Dopo cinque anni trascorsi in carcere e dopo avere sempre dichiarato la propria innocenza, Emma ha la possibilità di ottenere la libertà condizionata.
Ma cosa è accaduto davvero tra Rose ed Emma? E cosa nasconde la morte prematura del neonato, quando le due donne erano insieme all'ospedale?
Un neonato morto e due amiche. Una è la madre del bimbo, Emma, l’altra è Rose, condannata per averlo ucciso e implicata comunque in un rapporto apparentemente anomalo col piccolo,basti pensare che lo allattava lei e non vedeva l’ora che la madre se ne andasse per godersene l’esclusività:
«Fu un sollievo sentire la sua auto allontanarsi veloce. Eravamo soli, finalmente. Tutte quelle settimane passate a bramare quel bimbo, a rubargli dei baci quando lei usciva dalla stanza, e adesso era tutto per me, almeno per venti minuti. Puoi immaginare quanto fosse meraviglioso? E poi il motivo per cui si stava tranquillizzando era chiaro, era per via del suo istinto: aveva scoperto il mio segreto, si era accorto del mio latte, mi stava odorando e con la bocca lasciò un cerchio umido sulla camicia. Fu il suo sogno più che il mio a farmi sbottonare.
Anche se non avevo mai allattato, i miei seni erano pieni di latte».

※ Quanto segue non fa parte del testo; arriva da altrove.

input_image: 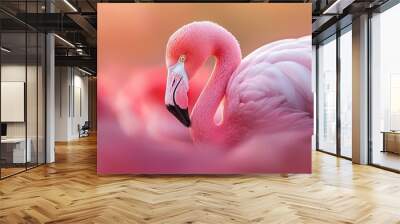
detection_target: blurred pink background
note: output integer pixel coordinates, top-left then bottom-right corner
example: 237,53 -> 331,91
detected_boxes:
97,3 -> 311,174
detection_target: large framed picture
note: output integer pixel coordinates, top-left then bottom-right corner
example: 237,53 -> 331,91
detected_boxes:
98,3 -> 312,174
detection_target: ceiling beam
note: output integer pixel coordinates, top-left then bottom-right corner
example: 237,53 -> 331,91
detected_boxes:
55,55 -> 96,71
67,13 -> 97,39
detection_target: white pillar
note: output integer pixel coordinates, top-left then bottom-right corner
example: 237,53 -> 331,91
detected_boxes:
46,32 -> 55,163
45,0 -> 55,163
352,14 -> 369,164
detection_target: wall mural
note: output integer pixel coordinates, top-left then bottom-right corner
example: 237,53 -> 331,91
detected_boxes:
98,3 -> 313,174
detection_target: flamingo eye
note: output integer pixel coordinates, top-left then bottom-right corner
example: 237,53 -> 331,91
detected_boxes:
179,55 -> 186,63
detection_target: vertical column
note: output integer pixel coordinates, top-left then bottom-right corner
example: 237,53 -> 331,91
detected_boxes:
46,0 -> 55,163
352,14 -> 369,164
54,67 -> 73,141
312,45 -> 317,151
336,30 -> 341,156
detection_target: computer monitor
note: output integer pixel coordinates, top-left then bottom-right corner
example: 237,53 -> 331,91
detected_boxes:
1,123 -> 7,137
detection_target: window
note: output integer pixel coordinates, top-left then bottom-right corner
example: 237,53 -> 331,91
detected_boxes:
371,3 -> 400,171
339,28 -> 352,158
317,36 -> 337,154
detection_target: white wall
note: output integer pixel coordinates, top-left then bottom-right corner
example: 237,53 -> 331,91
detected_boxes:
1,82 -> 25,122
1,65 -> 39,137
72,73 -> 89,137
312,45 -> 317,151
55,66 -> 70,141
55,67 -> 89,141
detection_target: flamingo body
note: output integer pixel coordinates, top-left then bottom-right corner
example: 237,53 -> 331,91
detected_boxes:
223,36 -> 313,145
165,21 -> 313,148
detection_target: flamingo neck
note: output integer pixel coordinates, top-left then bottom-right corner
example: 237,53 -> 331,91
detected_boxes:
190,31 -> 241,146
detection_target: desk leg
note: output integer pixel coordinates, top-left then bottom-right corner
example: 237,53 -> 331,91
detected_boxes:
382,133 -> 386,153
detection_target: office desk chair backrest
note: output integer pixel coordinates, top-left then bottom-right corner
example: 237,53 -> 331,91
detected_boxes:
1,123 -> 7,137
82,121 -> 90,130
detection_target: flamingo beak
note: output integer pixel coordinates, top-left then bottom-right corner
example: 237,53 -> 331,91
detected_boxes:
165,58 -> 191,127
166,104 -> 191,127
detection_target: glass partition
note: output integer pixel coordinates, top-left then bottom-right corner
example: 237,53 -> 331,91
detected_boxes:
371,4 -> 400,171
339,28 -> 352,158
27,30 -> 38,169
1,30 -> 28,177
0,1 -> 46,179
317,36 -> 337,154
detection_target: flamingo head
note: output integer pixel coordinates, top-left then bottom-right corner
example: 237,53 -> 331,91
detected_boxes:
165,55 -> 191,127
165,22 -> 211,127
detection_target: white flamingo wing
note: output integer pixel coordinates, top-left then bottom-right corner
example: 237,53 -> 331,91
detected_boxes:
224,36 -> 313,135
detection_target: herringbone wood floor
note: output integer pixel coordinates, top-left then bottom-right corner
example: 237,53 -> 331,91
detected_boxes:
1,135 -> 400,224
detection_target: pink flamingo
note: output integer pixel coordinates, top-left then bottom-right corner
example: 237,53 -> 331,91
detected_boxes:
165,21 -> 313,148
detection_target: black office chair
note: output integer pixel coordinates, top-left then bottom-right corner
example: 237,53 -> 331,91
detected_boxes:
79,121 -> 90,138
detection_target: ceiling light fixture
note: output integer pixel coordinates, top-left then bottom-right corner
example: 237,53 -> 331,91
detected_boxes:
54,34 -> 75,48
1,47 -> 11,53
323,0 -> 354,15
78,67 -> 93,76
76,48 -> 85,55
63,0 -> 78,12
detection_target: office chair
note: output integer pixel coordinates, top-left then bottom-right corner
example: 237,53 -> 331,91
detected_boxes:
79,121 -> 90,138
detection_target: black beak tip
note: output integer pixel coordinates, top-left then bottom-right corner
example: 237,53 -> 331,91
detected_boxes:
166,104 -> 191,127
183,119 -> 191,127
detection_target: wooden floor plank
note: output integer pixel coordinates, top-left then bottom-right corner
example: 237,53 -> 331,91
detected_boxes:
1,135 -> 400,223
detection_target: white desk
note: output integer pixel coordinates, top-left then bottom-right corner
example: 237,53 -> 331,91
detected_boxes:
1,138 -> 31,163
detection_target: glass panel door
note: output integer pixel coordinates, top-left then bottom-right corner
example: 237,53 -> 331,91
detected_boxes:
0,1 -> 46,179
371,4 -> 400,171
318,37 -> 337,154
1,31 -> 28,177
27,30 -> 38,169
339,28 -> 352,158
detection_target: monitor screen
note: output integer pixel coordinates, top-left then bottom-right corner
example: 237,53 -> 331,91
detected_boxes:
1,123 -> 7,137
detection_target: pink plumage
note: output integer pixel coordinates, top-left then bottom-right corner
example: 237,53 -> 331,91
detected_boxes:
104,66 -> 209,143
165,21 -> 313,148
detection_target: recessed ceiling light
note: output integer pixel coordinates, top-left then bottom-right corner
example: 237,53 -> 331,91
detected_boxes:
63,0 -> 78,12
78,67 -> 93,76
54,34 -> 75,48
1,47 -> 11,53
323,0 -> 354,15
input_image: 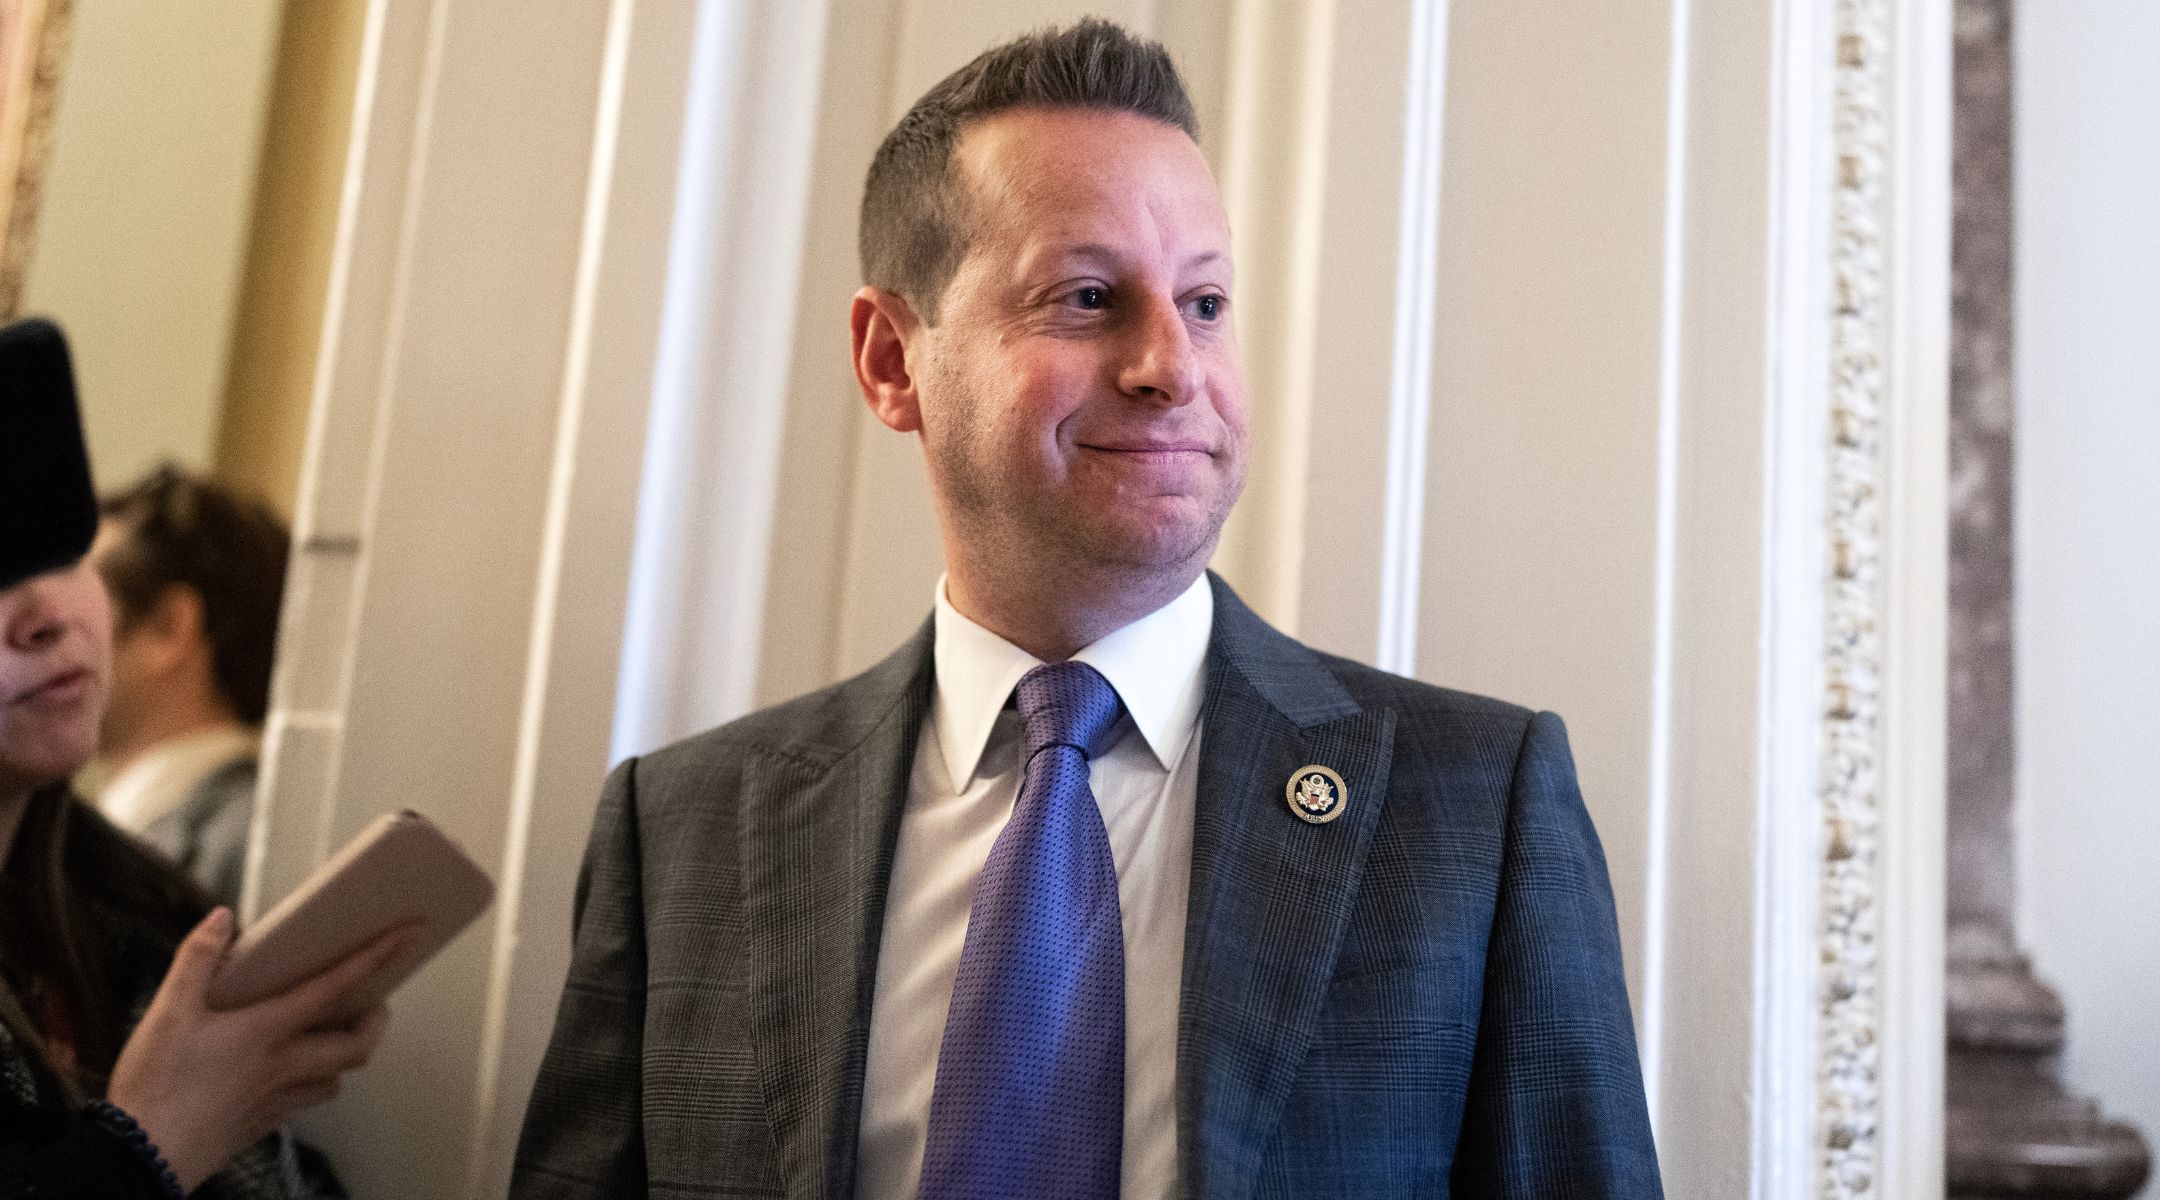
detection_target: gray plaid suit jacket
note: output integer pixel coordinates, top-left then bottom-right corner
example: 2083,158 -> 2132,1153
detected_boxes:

“La donna nell’ombra” è Emma, che vive nell’ombra una vita segnata da privazioni, aneliti frustrati, mancanza d’amore, lo spettro di un figlio perso e il desiderio insopprimibile di maternità.
L’autrice non sbaglia ad ambientare parte del romanzo in prigione: Ruth Dugdall ha lavorato per dieci anni come funzionario responsabile della sorveglianza di condannati in libertà vigilata.
Thriller che si discosta dai cliché convenzionali perché evita i luoghi comuni dell'indagine - affida a una psicologa l’incarico di esprimere il parere sull'uscita anticipata dal carcere di Rose e dipana la potenziale detection tra le pagine e il diario nero della protagonista - questo romanzo ha rivelato il talento narrativo di Ruth Dugdall facendone a sorpresa una delle stelle del nuovo noir inglese: un thriller psicologico di straordinario impatto emotivo da molti paragonato a “Non ti addormentare” di S.J. Watson.
«Mi guardo allo specchio, sembro vecchia. Nonostante la mia età non mi sento affatto giovane. La prigione mi ha invecchiata, mi ha resa cinica. I brutti posti fanno fare brutte cose. Così anche le brutte esperienze».